Taliban militants stormed a training school Friday in northern Pakistan, leaving at least nine people dead and injuring nearly 40, officials said.
The attackers used a rickshaw and wore burkas to disguise themselves as women, police told CNN. They stormed the Agricultural Training Institute of Peshawar around 10:30 a.m. local time (12:30 a.m. ET), and all three attackers were killed within an hour.
Six of the nine killed at the school were students between the ages of 16 and 21, said Sallahuddin Mehsud, a spokesman for the Pakistan military in Peshawar.

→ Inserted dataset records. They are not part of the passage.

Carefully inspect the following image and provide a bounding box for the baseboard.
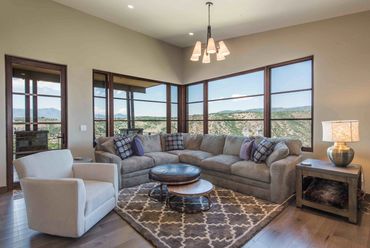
[0,186,8,194]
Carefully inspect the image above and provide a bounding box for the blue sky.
[13,60,312,118]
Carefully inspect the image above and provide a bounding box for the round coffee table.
[148,164,201,202]
[167,179,214,213]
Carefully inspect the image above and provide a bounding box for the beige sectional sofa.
[95,133,302,203]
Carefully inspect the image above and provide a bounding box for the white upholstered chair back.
[14,149,74,179]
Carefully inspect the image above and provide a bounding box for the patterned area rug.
[115,183,288,248]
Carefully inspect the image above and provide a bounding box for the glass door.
[6,56,67,189]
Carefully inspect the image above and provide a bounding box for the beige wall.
[0,0,183,187]
[183,11,370,192]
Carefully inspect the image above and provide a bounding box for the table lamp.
[322,120,359,167]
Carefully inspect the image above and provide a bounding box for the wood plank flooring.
[0,191,369,248]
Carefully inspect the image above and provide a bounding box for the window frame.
[185,56,314,152]
[92,70,179,140]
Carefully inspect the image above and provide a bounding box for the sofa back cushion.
[269,137,302,155]
[266,142,289,166]
[138,134,162,153]
[183,133,203,150]
[223,135,245,156]
[95,137,111,151]
[200,134,225,155]
[100,137,116,154]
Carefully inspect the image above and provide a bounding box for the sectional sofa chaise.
[95,134,302,203]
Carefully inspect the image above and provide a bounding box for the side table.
[296,159,361,223]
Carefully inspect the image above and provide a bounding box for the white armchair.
[14,149,118,238]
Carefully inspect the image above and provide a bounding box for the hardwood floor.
[0,191,369,248]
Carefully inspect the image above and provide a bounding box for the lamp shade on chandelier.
[190,2,230,63]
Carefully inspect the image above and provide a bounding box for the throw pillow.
[100,137,116,154]
[253,138,275,163]
[165,133,185,151]
[132,137,144,156]
[114,135,133,160]
[265,142,289,166]
[239,138,254,160]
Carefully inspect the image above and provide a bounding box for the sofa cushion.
[144,152,179,165]
[84,180,115,215]
[179,150,213,166]
[200,154,240,174]
[165,133,184,151]
[114,135,134,160]
[183,133,203,150]
[200,134,225,155]
[100,137,116,154]
[138,134,162,153]
[121,156,155,174]
[132,137,144,156]
[266,142,289,167]
[239,138,254,160]
[167,149,194,156]
[252,138,274,163]
[269,138,302,155]
[223,135,245,156]
[231,161,270,183]
[95,137,111,151]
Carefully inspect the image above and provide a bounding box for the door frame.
[5,55,68,191]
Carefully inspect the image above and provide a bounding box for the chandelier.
[190,2,230,63]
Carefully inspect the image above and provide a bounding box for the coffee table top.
[149,163,201,185]
[168,179,214,196]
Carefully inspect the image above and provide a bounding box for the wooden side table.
[296,159,361,223]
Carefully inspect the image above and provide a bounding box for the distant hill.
[13,108,127,119]
[211,106,310,115]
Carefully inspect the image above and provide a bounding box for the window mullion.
[264,67,271,137]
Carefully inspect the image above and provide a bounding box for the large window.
[186,56,313,151]
[270,60,313,148]
[186,83,204,134]
[208,71,264,136]
[93,71,178,139]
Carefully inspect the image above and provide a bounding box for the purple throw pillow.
[239,138,255,160]
[132,137,144,156]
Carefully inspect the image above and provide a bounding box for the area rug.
[115,183,288,248]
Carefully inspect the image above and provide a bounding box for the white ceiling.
[54,0,370,47]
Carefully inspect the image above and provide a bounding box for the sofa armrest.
[95,151,122,189]
[270,155,302,203]
[73,163,118,200]
[20,178,86,237]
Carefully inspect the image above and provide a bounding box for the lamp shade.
[191,41,202,57]
[202,50,210,64]
[322,120,359,142]
[218,41,230,56]
[216,51,225,61]
[190,54,200,61]
[206,37,217,54]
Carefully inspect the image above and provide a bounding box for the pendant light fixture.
[190,2,230,63]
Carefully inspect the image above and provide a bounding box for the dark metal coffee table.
[148,163,201,202]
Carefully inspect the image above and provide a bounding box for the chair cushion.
[200,134,225,155]
[165,133,185,151]
[121,156,155,174]
[223,135,245,156]
[84,180,115,215]
[138,134,162,153]
[114,135,134,160]
[179,150,213,166]
[200,154,240,174]
[183,133,203,150]
[144,152,179,165]
[231,161,270,183]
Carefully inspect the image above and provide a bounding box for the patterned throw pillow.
[165,133,184,151]
[252,138,275,163]
[114,135,133,160]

A faction of Tehreek-e-Taliban, or TTP, also known as the Pakistani Taliban, has claimed responsibility for the attack, according to Mohammad Khorrasani, a spokesman for the faction.
The faction is led by Mullah Fazlullah, who orders attacks on Pakistan from Afghanistan, according to Pakistani officials.
The Pakistan Taliban claim a long list of violent and deadly assaults on civilians and the military in Pakistan’s mostly ungoverned area along its Afghan border.
The group received the most international publicity for the 2012 attack on Malala Yousafzai and the Peshawar school massacre in December 2014 that left 145 dead, including 132 children.
It has long conducted an insurgency in an attempt to overthrow the Pakistani government and introduce Sharia law.